November in Oberstdorf. Ich mache eine kleine Pause und schaue aus meinem Bürofenster. Der Spätherbst hat deutlich an Fahrt aufgenommen. Seit ein paar Tagen sind die Berggipfel verschneit, es ist merklich kühler und grau und nass. Deshalb knistert hinter mir das Feuer im Kachelofen. Ich habe mir einen Tee gemacht. Einen Früchtetee, mit würzigem Geschmack nach Spekulatius, im Moment mein Lieblingstee. Ich hänge so meinen Gedanken nach und vermisse jetzt schon die Wärme und das Licht des Sommers. Plötzlich klingelt das Telefon. Es ist Frau Mohn. Ich kenne sie schon seit vielen Jahren als Gast. Sie klingt bedrückt und tatsächlich erzählt sie mir auch gleich, dass es ihr im Moment nicht so gut geht. Sie ist genervt und gestresst: von der nasskalten, hektischen Großstadt, beruflich ist sie stark eingespannt, gesundheitlich angeschlagen. Im Januar habe sie ein paar Tage frei, erzählt sie mir. Eine Auszeit in Oberstdorf täte ihr gut, glaubt sie. Doch Skifahren könne sie nicht, deshalb habe sie über einen Winterurlaub in Oberstdorf bisher noch nie nachgedacht.
Nicht alle kommen zum Skifahren hierher
Ich erzähle ihr von mir und meinem Winter in Oberstdorf. Ich liebe das Winterwandern. Skifahren kann ich nämlich auch nicht, aber ich liebe die kalten, klaren, sonnigen Wintertage hier. Wenn meine Familie sich auf der Skipiste vergnügt, ziehe ich mich warm an und schlüpfe in meine gefütterten Wanderstiefel, die mit dem guten Profil, weil es halt doch immer mal rutschig und vereist sein kann. In meinem Rucksack ist warmer Tee und eine kleine Brotzeit. Und auf jeden Fall ist eine besondere Wanderkarte dabei, extra zum Winterwandern aufgelegt. Auf drei Höhenlagen gibt es hier ein 140 Kilometer langes, präpariertes und gesichertes Wanderwegenetz. Da muss man sich schon orientieren können. Anhand der aktuellen Wettervorhersage suche ich die Länge meiner Touren aus. Winterwandern auf Schnee ist ein bisschen anstrengender, als Wandern im Sommer. Für die gleiche Wanderung brauche ich im Winter etwas länger, dabei wird es auch noch früher dunkel. Ich habe gelernt, diese Verhältnisse zu berücksichtigen und plane meine Rückkehr immer für spätestens 16.00 Uhr am Nachmittag.

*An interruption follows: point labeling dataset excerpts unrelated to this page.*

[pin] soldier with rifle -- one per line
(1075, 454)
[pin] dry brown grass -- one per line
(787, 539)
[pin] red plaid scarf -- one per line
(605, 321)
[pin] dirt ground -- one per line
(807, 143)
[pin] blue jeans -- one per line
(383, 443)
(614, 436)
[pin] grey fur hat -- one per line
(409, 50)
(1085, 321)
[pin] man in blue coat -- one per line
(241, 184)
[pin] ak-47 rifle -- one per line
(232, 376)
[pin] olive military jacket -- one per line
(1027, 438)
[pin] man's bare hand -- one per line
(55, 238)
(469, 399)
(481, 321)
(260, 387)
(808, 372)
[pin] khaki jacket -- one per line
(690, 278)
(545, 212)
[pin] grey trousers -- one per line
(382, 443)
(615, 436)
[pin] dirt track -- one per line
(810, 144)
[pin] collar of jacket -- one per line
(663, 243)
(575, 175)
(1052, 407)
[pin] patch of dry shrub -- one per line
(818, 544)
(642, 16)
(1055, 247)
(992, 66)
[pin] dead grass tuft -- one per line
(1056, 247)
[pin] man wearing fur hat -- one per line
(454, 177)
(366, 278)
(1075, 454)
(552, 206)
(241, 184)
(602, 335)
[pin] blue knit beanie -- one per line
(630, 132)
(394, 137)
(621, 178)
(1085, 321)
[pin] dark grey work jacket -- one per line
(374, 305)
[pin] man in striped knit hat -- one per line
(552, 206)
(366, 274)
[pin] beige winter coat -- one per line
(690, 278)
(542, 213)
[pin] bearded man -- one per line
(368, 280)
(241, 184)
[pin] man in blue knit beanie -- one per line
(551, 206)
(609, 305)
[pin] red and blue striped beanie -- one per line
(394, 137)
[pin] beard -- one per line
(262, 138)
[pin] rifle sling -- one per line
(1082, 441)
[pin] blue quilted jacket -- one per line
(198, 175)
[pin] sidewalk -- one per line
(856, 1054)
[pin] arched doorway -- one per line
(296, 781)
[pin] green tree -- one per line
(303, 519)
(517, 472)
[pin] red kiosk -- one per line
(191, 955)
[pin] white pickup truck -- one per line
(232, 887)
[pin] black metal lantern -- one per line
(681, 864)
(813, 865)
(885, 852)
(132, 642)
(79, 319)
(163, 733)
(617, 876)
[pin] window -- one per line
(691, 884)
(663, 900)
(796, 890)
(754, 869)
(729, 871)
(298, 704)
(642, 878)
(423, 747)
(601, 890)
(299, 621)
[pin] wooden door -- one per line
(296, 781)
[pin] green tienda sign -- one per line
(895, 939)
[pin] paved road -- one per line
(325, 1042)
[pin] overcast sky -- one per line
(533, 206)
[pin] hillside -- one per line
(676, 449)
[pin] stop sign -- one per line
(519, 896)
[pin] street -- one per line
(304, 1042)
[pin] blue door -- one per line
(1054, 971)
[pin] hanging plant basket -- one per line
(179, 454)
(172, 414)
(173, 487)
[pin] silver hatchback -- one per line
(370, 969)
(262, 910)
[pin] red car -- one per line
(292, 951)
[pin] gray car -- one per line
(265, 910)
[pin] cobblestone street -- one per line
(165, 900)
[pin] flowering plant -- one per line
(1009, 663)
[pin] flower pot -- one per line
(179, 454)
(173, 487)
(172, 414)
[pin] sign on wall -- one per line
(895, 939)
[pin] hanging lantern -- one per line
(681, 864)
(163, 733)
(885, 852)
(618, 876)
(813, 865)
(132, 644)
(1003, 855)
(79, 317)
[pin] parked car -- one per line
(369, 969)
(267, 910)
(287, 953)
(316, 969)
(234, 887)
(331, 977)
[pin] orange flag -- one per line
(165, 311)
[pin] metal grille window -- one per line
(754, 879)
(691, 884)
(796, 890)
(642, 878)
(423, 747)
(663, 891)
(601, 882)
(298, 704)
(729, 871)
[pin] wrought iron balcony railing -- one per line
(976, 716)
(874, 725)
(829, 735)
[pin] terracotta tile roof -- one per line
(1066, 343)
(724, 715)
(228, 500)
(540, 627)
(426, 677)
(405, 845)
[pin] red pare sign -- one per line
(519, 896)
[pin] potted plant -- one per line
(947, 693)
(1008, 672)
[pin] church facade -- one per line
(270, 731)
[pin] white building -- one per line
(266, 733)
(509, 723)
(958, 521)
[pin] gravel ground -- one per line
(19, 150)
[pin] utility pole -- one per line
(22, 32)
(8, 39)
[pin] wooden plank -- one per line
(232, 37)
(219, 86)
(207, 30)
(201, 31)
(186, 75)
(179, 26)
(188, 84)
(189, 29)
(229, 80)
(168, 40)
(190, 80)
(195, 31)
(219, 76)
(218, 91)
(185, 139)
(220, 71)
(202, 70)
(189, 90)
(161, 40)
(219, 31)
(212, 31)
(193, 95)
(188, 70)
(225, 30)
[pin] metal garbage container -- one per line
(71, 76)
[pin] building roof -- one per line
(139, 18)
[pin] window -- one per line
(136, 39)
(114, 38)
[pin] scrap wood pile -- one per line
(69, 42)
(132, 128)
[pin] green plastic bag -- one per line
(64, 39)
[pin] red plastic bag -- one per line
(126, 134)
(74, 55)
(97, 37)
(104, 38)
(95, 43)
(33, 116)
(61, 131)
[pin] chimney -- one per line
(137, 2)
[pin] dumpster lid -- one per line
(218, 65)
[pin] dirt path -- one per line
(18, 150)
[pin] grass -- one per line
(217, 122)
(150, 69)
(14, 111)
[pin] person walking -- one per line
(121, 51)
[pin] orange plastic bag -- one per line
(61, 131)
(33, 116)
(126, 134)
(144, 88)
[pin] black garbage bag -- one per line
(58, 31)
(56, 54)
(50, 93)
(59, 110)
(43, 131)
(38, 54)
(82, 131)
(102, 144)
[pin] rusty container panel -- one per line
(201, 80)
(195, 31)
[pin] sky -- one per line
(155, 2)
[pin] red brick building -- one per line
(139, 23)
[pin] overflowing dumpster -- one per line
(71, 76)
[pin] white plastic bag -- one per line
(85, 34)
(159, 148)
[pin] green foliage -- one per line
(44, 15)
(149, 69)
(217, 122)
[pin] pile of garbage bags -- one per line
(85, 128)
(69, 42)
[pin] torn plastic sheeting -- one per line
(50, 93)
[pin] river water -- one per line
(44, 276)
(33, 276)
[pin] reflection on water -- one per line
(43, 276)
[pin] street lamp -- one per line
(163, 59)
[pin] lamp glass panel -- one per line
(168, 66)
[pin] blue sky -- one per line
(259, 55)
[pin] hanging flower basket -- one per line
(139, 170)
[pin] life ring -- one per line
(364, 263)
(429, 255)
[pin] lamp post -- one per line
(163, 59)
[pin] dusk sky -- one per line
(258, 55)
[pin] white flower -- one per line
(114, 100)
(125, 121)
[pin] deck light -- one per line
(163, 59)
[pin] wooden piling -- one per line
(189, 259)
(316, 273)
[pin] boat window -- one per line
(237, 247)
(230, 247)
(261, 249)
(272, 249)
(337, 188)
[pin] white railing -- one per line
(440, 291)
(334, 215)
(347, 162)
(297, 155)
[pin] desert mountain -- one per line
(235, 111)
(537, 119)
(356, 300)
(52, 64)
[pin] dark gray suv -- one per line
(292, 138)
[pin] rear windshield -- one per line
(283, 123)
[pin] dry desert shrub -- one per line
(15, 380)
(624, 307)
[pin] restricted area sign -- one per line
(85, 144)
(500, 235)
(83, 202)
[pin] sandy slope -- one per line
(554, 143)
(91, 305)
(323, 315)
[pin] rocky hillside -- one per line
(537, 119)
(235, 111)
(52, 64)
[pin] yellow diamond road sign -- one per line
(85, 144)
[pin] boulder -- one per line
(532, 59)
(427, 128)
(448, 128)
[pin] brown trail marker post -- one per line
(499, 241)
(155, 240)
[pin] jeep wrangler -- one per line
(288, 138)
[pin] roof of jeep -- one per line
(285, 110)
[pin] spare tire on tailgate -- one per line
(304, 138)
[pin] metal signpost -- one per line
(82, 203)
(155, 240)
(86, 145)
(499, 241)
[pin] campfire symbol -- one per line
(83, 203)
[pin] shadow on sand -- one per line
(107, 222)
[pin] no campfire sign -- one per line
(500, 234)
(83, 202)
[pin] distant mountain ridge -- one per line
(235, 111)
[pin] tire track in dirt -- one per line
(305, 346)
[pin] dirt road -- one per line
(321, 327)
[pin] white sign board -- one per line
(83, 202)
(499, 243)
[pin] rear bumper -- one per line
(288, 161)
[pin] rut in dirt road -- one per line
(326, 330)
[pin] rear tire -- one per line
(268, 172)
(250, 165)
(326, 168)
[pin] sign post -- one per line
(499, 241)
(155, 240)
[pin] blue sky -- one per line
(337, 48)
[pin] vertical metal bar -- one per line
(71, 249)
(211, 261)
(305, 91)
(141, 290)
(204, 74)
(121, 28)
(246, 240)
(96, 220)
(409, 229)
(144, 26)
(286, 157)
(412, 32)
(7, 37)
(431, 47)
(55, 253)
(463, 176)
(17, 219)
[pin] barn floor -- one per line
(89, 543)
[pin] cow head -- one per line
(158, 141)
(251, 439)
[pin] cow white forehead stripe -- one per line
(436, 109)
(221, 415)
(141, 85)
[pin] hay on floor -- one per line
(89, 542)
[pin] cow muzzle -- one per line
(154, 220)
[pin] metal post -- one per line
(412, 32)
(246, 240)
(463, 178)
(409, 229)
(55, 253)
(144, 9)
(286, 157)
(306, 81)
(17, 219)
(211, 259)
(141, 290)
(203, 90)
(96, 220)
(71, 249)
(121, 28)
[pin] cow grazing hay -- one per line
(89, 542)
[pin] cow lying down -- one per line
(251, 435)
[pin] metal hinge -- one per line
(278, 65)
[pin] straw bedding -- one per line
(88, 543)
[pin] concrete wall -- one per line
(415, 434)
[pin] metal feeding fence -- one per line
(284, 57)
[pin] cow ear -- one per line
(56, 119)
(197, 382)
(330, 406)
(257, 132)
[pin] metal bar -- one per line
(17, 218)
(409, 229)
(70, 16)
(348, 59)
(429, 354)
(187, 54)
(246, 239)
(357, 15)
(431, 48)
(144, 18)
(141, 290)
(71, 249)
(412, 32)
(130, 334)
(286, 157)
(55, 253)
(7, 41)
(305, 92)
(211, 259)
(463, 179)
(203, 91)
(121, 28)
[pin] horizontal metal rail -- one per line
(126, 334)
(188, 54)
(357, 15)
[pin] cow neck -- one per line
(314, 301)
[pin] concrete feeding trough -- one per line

Winterliche Wander- und Spazierwege
So gut vorbereitet ziehe ich dann mit meinem Hund zum Winterwandern ins dick verschneite Trettachtal. Der Christlessee dort fasziniert mich jedes Mal aufs Neue, wie er da so liegt, in absoluter Stille. Auch im dicksten Winter ist der kleine See nicht zugefroren, denn er wird von Karstquellen gespeist, die ganzjährig eine Temperatur von vier bis sechs Grad haben. Ein anderes Mal gehe ich dann vielleicht den Edmund-Probst-Weg zum Freibergsee. Von hier aus, hat man einen wunderbaren Blick auf Oberstdorf und den bizarren Schneck. Die nächste Gelegenheit zum Winterwandern nutze ich und fahre mit der Bahn auf´s Nebelhorn. Dann nehme ich den Weg zum Zeigersattel. Von dort aus sieht man den zugefrorenen Seealpsee, der irgendwie geheimnisvoll ausschaut. Auch der Blick über die verschneiten, zahllosen Berggipfel begeistert mich immer wieder.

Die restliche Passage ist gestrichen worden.